Schizophrenia is a severe and common neuropsychiatric disorder with an estimated lifetime prevalence approaching 1% worldwide (
1). The essential characteristics of this disorder include various psychotic symptoms such as delusions and hallucinations, affective response, social withdrawal, apathy, and cognitive impairment (
2).
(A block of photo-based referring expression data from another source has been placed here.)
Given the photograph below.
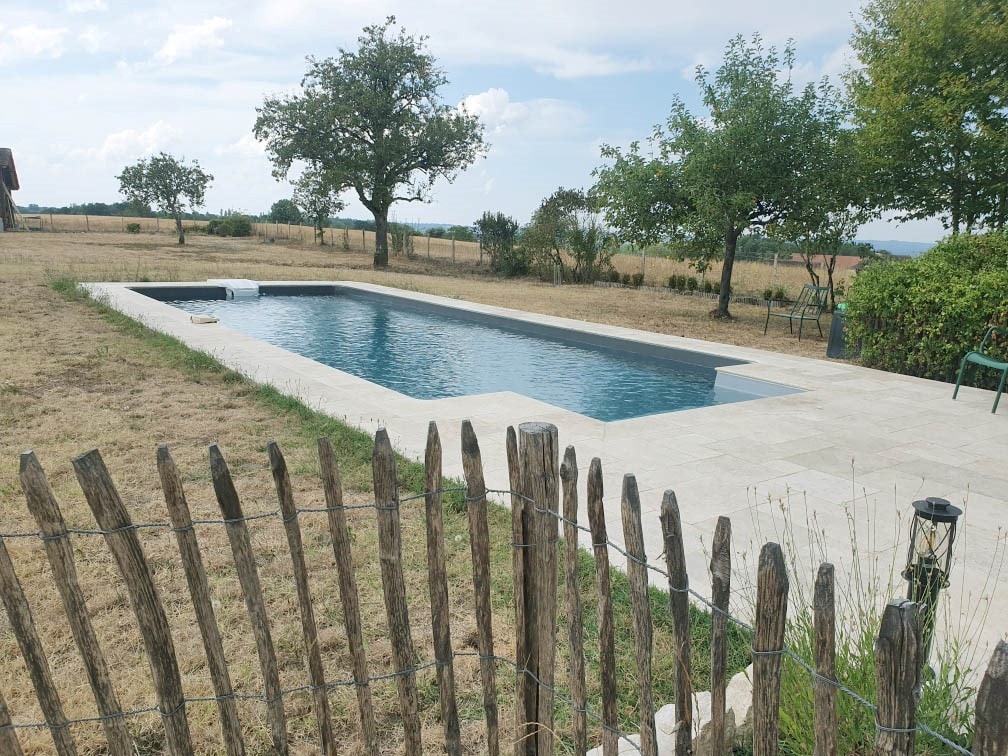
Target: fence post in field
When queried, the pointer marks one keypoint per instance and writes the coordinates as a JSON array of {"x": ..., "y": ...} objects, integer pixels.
[
  {"x": 991, "y": 731},
  {"x": 394, "y": 588},
  {"x": 678, "y": 599},
  {"x": 248, "y": 578},
  {"x": 721, "y": 591},
  {"x": 45, "y": 509},
  {"x": 825, "y": 634},
  {"x": 479, "y": 543},
  {"x": 340, "y": 535},
  {"x": 768, "y": 642},
  {"x": 437, "y": 582},
  {"x": 8, "y": 740},
  {"x": 540, "y": 466},
  {"x": 23, "y": 626},
  {"x": 575, "y": 620},
  {"x": 524, "y": 699},
  {"x": 320, "y": 696},
  {"x": 196, "y": 577},
  {"x": 897, "y": 669},
  {"x": 122, "y": 540},
  {"x": 607, "y": 642},
  {"x": 633, "y": 537}
]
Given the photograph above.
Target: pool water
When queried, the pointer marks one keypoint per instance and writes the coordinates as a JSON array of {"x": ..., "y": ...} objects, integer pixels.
[{"x": 430, "y": 353}]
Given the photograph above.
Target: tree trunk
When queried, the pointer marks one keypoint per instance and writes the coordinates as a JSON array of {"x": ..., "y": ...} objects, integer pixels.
[
  {"x": 178, "y": 228},
  {"x": 731, "y": 242},
  {"x": 381, "y": 238}
]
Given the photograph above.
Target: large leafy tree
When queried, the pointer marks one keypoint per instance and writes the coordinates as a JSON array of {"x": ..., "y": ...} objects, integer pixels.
[
  {"x": 166, "y": 183},
  {"x": 931, "y": 100},
  {"x": 705, "y": 180},
  {"x": 371, "y": 120}
]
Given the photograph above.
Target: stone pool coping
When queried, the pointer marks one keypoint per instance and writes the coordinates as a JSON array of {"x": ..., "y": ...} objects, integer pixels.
[{"x": 848, "y": 455}]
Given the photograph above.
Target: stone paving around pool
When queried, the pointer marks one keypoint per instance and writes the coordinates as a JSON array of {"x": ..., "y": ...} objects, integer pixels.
[{"x": 847, "y": 456}]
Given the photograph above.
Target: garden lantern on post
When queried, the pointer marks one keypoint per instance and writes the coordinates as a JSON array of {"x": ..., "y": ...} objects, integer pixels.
[{"x": 932, "y": 532}]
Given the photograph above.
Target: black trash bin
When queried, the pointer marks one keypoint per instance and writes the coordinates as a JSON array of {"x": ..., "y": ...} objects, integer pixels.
[{"x": 837, "y": 346}]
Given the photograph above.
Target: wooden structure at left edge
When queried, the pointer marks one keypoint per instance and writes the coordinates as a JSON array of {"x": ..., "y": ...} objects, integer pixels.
[{"x": 8, "y": 183}]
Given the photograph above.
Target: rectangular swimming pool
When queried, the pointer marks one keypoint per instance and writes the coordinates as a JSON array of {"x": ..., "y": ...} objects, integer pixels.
[{"x": 431, "y": 352}]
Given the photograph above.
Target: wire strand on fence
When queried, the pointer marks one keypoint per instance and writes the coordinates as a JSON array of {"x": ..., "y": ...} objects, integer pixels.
[{"x": 704, "y": 601}]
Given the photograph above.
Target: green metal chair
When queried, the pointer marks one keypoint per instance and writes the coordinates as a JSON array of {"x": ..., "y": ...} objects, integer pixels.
[{"x": 980, "y": 357}]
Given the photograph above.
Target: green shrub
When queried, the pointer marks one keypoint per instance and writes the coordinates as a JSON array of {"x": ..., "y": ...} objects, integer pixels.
[
  {"x": 919, "y": 317},
  {"x": 234, "y": 225}
]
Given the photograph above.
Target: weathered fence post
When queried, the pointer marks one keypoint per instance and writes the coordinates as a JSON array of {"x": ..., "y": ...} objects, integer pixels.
[
  {"x": 248, "y": 578},
  {"x": 721, "y": 591},
  {"x": 633, "y": 536},
  {"x": 45, "y": 509},
  {"x": 607, "y": 635},
  {"x": 285, "y": 496},
  {"x": 196, "y": 577},
  {"x": 678, "y": 599},
  {"x": 8, "y": 740},
  {"x": 479, "y": 543},
  {"x": 897, "y": 669},
  {"x": 394, "y": 588},
  {"x": 19, "y": 614},
  {"x": 437, "y": 582},
  {"x": 540, "y": 465},
  {"x": 125, "y": 546},
  {"x": 576, "y": 625},
  {"x": 991, "y": 732},
  {"x": 524, "y": 698},
  {"x": 768, "y": 644},
  {"x": 825, "y": 622},
  {"x": 340, "y": 535}
]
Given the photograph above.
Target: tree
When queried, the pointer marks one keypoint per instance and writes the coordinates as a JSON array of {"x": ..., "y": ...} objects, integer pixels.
[
  {"x": 497, "y": 234},
  {"x": 372, "y": 120},
  {"x": 320, "y": 198},
  {"x": 931, "y": 100},
  {"x": 708, "y": 179},
  {"x": 167, "y": 183},
  {"x": 284, "y": 211},
  {"x": 565, "y": 227}
]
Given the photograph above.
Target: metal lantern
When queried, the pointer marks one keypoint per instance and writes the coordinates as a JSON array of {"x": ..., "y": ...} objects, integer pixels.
[{"x": 932, "y": 532}]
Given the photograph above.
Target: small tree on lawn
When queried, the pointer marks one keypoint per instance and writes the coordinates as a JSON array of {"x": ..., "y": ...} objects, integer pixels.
[
  {"x": 167, "y": 184},
  {"x": 320, "y": 199},
  {"x": 284, "y": 211}
]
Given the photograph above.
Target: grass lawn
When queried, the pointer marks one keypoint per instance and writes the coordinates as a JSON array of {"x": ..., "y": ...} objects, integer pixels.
[{"x": 74, "y": 377}]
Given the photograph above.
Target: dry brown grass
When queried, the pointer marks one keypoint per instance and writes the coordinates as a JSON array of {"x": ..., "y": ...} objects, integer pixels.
[{"x": 71, "y": 381}]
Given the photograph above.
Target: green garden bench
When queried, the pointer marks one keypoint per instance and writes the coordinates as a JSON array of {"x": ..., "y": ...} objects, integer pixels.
[
  {"x": 980, "y": 357},
  {"x": 808, "y": 306}
]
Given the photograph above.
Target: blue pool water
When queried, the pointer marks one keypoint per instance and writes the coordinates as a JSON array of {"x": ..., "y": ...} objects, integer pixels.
[{"x": 430, "y": 353}]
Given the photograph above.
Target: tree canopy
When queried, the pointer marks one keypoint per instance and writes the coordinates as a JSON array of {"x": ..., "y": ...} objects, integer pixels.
[
  {"x": 166, "y": 183},
  {"x": 931, "y": 100},
  {"x": 371, "y": 120},
  {"x": 706, "y": 180}
]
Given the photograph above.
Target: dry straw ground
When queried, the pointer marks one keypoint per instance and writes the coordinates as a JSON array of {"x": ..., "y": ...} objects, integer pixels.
[{"x": 72, "y": 381}]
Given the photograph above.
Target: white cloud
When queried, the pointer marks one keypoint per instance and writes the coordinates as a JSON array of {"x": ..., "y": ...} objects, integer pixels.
[
  {"x": 92, "y": 38},
  {"x": 542, "y": 118},
  {"x": 31, "y": 41},
  {"x": 130, "y": 143},
  {"x": 87, "y": 6},
  {"x": 185, "y": 39},
  {"x": 246, "y": 146}
]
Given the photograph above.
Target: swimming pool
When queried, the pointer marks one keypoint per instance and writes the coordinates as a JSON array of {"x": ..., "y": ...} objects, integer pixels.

Family, twin, and adoption studies have unequivocally shown a strong genetic component in schizophrenia, with heritability estimates of about 80% (
3). Despite such high heritability of schizophrenia, the underlying genetic risk factors have yet to be identified. Numerous genetic association studies of schizophrenia have been reported, and numerous candidate genes have been proposed through linkage analyses, candidate gene association studies, and genome-wide association studies (GWAS) (
4–
7). Many of them, however, await satisfactory replications in different populations and functional verification of the relevant genetic variants.
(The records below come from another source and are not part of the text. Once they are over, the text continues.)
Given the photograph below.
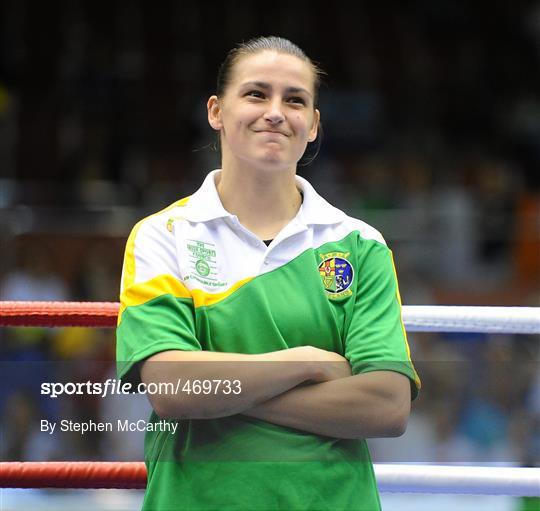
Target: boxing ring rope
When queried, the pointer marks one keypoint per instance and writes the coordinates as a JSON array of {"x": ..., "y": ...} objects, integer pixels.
[
  {"x": 513, "y": 481},
  {"x": 390, "y": 478},
  {"x": 417, "y": 318}
]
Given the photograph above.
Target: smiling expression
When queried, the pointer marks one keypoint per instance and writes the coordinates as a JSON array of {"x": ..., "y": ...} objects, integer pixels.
[{"x": 267, "y": 115}]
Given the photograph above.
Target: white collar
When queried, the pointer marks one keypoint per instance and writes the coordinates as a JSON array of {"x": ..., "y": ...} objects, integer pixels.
[{"x": 205, "y": 205}]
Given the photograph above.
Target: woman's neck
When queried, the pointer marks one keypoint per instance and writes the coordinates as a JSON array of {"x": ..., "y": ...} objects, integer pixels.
[{"x": 264, "y": 201}]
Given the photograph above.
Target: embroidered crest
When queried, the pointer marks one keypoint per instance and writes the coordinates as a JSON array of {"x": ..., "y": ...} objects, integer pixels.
[
  {"x": 203, "y": 264},
  {"x": 337, "y": 274}
]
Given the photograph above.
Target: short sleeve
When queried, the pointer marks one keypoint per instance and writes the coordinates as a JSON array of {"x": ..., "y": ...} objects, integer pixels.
[
  {"x": 156, "y": 309},
  {"x": 376, "y": 339}
]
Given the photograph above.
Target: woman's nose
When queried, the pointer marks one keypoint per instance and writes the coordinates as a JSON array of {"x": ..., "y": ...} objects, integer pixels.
[{"x": 274, "y": 113}]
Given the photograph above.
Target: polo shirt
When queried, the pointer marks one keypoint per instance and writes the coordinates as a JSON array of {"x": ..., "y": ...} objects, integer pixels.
[{"x": 195, "y": 279}]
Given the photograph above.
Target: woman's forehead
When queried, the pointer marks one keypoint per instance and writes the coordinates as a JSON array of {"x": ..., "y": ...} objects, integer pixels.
[{"x": 271, "y": 66}]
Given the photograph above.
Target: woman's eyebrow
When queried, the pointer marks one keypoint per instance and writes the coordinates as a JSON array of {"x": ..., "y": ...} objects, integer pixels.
[{"x": 265, "y": 85}]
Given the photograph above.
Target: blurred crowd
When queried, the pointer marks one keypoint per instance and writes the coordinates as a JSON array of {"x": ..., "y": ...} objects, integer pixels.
[{"x": 431, "y": 117}]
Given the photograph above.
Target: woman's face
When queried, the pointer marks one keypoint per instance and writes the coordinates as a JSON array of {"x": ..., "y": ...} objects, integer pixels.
[{"x": 266, "y": 116}]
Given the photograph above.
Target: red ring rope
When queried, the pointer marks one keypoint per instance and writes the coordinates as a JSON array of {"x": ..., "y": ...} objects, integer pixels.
[
  {"x": 57, "y": 314},
  {"x": 78, "y": 474}
]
ZNF804A, a novel schizophrenia susceptibility gene on chromosome 2q32.1, was first identified by GWAS in U.K. populations with large-scale follow-up replications (
8). The risk single-nucleotide polymorphism (SNP), rs1344706, achieved genome-wide significance, and it was further confirmed by subsequent independent replication studies as well as meta-analyses in major populations (
9–
14). Through fine mapping analysis, Williams et al. (
10) observed multiple common SNPs within ZNF804A that were strongly associated with schizophrenia. Meanwhile, Steinberg et al. (
9) searched for large copy number variations in 5,408 psychiatric patients (including those with schizophrenia, bipolar disorder, anxiety, and depression) and 39,481 healthy comparison subjects and identified three copy number variations covering part of ZNF804A in psychiatric patients but not in comparison subjects (p=0.0016). Thus, ZNF804A is a promising risk gene for schizophrenia, especially in European populations.
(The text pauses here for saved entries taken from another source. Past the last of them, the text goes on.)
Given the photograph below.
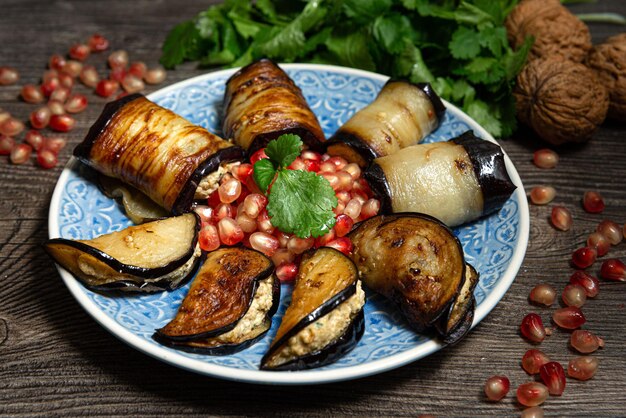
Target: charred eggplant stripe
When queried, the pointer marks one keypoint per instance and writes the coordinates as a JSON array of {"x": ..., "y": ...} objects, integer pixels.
[
  {"x": 490, "y": 169},
  {"x": 186, "y": 196}
]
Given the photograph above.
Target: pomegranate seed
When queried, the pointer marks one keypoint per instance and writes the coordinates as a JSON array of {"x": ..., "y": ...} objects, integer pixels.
[
  {"x": 574, "y": 295},
  {"x": 76, "y": 103},
  {"x": 98, "y": 43},
  {"x": 613, "y": 269},
  {"x": 532, "y": 328},
  {"x": 582, "y": 368},
  {"x": 155, "y": 75},
  {"x": 40, "y": 118},
  {"x": 209, "y": 238},
  {"x": 6, "y": 144},
  {"x": 106, "y": 88},
  {"x": 553, "y": 377},
  {"x": 533, "y": 359},
  {"x": 569, "y": 317},
  {"x": 542, "y": 195},
  {"x": 286, "y": 272},
  {"x": 31, "y": 94},
  {"x": 593, "y": 202},
  {"x": 545, "y": 158},
  {"x": 20, "y": 153},
  {"x": 561, "y": 218},
  {"x": 599, "y": 242},
  {"x": 611, "y": 231},
  {"x": 584, "y": 257},
  {"x": 585, "y": 341},
  {"x": 230, "y": 233},
  {"x": 496, "y": 387},
  {"x": 89, "y": 76},
  {"x": 542, "y": 294},
  {"x": 8, "y": 76},
  {"x": 79, "y": 52},
  {"x": 532, "y": 393}
]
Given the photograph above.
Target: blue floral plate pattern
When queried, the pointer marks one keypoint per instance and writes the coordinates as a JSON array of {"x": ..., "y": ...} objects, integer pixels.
[{"x": 495, "y": 245}]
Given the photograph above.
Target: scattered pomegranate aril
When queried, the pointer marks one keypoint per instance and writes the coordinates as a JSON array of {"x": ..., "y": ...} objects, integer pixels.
[
  {"x": 569, "y": 317},
  {"x": 584, "y": 257},
  {"x": 496, "y": 387},
  {"x": 532, "y": 393},
  {"x": 582, "y": 368},
  {"x": 62, "y": 123},
  {"x": 532, "y": 328},
  {"x": 613, "y": 269},
  {"x": 561, "y": 218},
  {"x": 553, "y": 377},
  {"x": 542, "y": 294},
  {"x": 585, "y": 341}
]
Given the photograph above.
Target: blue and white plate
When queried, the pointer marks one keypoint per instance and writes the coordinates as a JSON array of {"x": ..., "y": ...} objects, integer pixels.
[{"x": 495, "y": 246}]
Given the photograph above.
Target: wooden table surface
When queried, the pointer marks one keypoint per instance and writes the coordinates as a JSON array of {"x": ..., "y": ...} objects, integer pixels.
[{"x": 56, "y": 360}]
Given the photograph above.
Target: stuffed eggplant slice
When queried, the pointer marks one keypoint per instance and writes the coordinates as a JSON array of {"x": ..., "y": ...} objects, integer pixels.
[
  {"x": 456, "y": 181},
  {"x": 229, "y": 305},
  {"x": 417, "y": 262},
  {"x": 261, "y": 103},
  {"x": 156, "y": 151},
  {"x": 153, "y": 256},
  {"x": 325, "y": 318},
  {"x": 402, "y": 114}
]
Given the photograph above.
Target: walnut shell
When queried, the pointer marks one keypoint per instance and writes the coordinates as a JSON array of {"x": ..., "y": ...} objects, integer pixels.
[
  {"x": 555, "y": 29},
  {"x": 561, "y": 100},
  {"x": 608, "y": 60}
]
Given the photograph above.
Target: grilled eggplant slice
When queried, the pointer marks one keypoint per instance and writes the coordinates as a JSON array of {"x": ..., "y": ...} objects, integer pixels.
[
  {"x": 156, "y": 151},
  {"x": 412, "y": 259},
  {"x": 456, "y": 181},
  {"x": 325, "y": 318},
  {"x": 261, "y": 103},
  {"x": 149, "y": 257},
  {"x": 229, "y": 305},
  {"x": 402, "y": 114}
]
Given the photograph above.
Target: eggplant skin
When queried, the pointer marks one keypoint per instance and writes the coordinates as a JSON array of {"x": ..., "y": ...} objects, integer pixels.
[
  {"x": 154, "y": 150},
  {"x": 261, "y": 103}
]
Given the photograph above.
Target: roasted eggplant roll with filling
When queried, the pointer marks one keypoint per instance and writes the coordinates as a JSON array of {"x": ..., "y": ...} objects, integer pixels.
[
  {"x": 456, "y": 181},
  {"x": 402, "y": 114},
  {"x": 153, "y": 256},
  {"x": 417, "y": 262},
  {"x": 158, "y": 152},
  {"x": 229, "y": 305},
  {"x": 325, "y": 318},
  {"x": 261, "y": 103}
]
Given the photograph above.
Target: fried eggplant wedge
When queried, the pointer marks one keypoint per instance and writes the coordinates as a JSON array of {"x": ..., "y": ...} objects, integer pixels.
[
  {"x": 325, "y": 318},
  {"x": 402, "y": 115},
  {"x": 229, "y": 305},
  {"x": 158, "y": 255},
  {"x": 156, "y": 151},
  {"x": 456, "y": 181},
  {"x": 261, "y": 103}
]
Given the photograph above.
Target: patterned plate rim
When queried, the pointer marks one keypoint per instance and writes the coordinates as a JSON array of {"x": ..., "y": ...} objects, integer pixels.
[{"x": 309, "y": 376}]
Studies of Chinese populations, however, have been inconsistent. O'Donovan et al. (
8) and Steinberg et al. (
9) failed to replicate the association of rs1344706 with schizophrenia in Han Chinese (p=0.166 and p=0.62, respectively), but Zhang et al. (
11) did replicate the association (p=0.00083). This suggests that either ZNF804A may not be a risk gene for schizophrenia in the Chinese population, or there are other risk SNPs. Additionally, it was reported that when considering disease status, the expression of ZNF804A was higher in patients than it was in comparison subjects but was not significantly different (p=0.107). When considering rs1344706 allele status in comparison samples only, expression was significantly higher from the associated allele (p=0.033) (
13). We speculate that those SNPs located in the promoter region of ZNF804A may affect ZNF804A expression and eventually contribute to the pathogenesis of schizophrenia.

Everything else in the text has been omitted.